S’il est impossible de proscrire l’utilisation de l’IA générative, il est essentiel de rappeler des règles primordiales qui doivent précéder l’utilisation d’un LLM ou chaque installation d’un produit tiers :

1 – Vérifier les paramètres par défaut de son environnement pour évaluer les niveaux de confidentialité et éviter les autorisations trop larges ainsi que les options de partage vers l’interne ou l’externe non maîtrisées.

2 – Protéger l’accès aux données en établissant une connexion avec une authentification multi-facteurs et mettre en place des règles d’accès conditionnelles pour accéder aux applications et donc aux données de l’entreprise.

3 – Classifier les données : c’est une étape stratégique qui permet d’identifier les données sensibles présentes au sein d’une organisation car on ne protège bien que ce que l’on connaît ;

4 – Étiqueter les documents pour y associer des règles de partage en fonction de la sensibilité des données présentes dans le document.

5- Mettre en place des règles de rétention: Les données sensibles conservées trop longtemps augmentent la surface d’attaque en cas de cyber incident.
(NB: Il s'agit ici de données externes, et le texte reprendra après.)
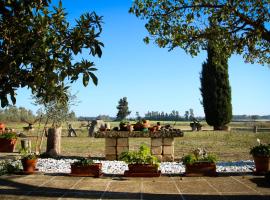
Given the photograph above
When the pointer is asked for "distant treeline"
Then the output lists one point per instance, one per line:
(21, 114)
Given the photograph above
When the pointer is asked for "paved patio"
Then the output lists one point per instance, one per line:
(51, 186)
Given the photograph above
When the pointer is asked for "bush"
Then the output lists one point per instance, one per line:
(143, 156)
(8, 136)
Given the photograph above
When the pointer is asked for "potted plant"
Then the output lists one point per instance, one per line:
(261, 155)
(29, 162)
(199, 163)
(86, 167)
(141, 163)
(7, 142)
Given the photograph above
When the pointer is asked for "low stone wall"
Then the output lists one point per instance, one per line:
(162, 143)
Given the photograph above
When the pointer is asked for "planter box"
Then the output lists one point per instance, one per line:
(29, 166)
(201, 169)
(262, 164)
(93, 170)
(142, 170)
(7, 145)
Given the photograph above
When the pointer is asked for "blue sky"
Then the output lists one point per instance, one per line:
(152, 78)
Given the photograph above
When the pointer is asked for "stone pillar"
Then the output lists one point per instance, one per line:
(110, 148)
(121, 146)
(163, 148)
(168, 149)
(114, 147)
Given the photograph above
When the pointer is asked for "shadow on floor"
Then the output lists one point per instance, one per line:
(29, 191)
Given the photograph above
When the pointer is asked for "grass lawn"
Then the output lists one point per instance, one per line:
(229, 146)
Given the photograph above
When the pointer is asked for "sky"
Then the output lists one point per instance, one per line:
(151, 78)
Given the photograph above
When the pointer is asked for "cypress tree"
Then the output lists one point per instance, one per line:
(123, 111)
(215, 88)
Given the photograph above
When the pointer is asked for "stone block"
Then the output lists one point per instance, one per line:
(159, 157)
(168, 158)
(168, 150)
(122, 142)
(110, 157)
(121, 149)
(168, 141)
(156, 150)
(156, 142)
(110, 150)
(110, 142)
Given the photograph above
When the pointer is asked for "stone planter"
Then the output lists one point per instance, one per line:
(93, 170)
(142, 170)
(7, 145)
(29, 165)
(201, 169)
(262, 164)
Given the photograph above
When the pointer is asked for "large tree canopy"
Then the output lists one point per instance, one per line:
(38, 47)
(244, 25)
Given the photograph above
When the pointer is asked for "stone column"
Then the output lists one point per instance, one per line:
(110, 148)
(156, 148)
(122, 145)
(163, 148)
(114, 147)
(168, 149)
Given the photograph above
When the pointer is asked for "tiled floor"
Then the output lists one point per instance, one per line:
(40, 186)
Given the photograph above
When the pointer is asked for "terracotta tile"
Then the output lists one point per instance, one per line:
(229, 185)
(195, 187)
(159, 187)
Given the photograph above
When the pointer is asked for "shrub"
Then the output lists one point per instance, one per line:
(143, 156)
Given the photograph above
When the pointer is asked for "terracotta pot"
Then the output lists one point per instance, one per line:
(93, 170)
(262, 164)
(142, 170)
(7, 145)
(29, 165)
(201, 169)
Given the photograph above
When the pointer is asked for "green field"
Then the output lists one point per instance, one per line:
(229, 146)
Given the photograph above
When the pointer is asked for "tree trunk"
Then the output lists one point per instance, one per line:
(54, 141)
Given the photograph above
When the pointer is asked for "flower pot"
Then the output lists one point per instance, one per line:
(262, 164)
(201, 169)
(142, 170)
(7, 145)
(93, 170)
(29, 165)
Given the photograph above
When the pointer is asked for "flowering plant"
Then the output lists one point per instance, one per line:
(199, 155)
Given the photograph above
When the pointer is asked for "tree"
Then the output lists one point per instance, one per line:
(38, 47)
(123, 111)
(186, 115)
(215, 88)
(185, 24)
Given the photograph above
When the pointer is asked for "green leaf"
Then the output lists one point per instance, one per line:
(94, 78)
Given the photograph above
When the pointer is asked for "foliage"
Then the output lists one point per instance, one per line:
(25, 155)
(199, 155)
(215, 88)
(122, 107)
(8, 136)
(9, 167)
(186, 24)
(15, 114)
(83, 162)
(143, 156)
(260, 150)
(38, 48)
Supprimer ou archiver les données après une période définie permet de limiter l’exposition des données critiques et de réduire les coûts de stockage.

6 – Privilégier des solutions d’IA hébergées dans des environnements conformes aux standards de sécurité. L’usage de l’IA générative et des grands modèles de langage (LLM) doit s’accompagner d’une vigilance particulière. Pour éviter les risques liés à la fuite ou à l’exploitation des données sensibles, il est recommandé d’opter pour des solutions hébergées dans des environnements sécurisés et conformes aux normes internationales (ISO 27001, SOC 2) et aux réglementations comme le RGPD.

Une culture globale des cyber-risques à développer

En matière de cyber-risques, la première faille reste humaine : près de la moitié des collaborateurs cliquent sur des liens dans les e-mails, sans en vérifier la provenance (source : OpinionWay pour LockSelf – février 2025).

L’élaboration d’une charte qui accompagne l’usage de l’IA, dans une démarche pédagogique, est un premier pas dans la bonne direction. Mais cette sensibilisation doit être active, testée et répétée, à l’instar de la lutte contre le phishing qui s’articule autour d’ateliers, de simulations gamifiées et de tests inopinés. C’est le seul moyen de mettre en place une culture responsable de l’IA.

Face à l’engouement général, le vrai risque pour les DSI réside dans l’illusion de maturité : la gouvernance de l’IA doit évoluer aussi vite que les usages. Ils font ainsi face à un double challenge : encadrer l’utilisation afin de garantir la sécurité des organisations sans freiner l’enthousiasme des collaborateurs pour des outils IA qui optimisent la productivité et dont la maîtrise est perçue comme un atout pour se préparer au monde du travail de demain.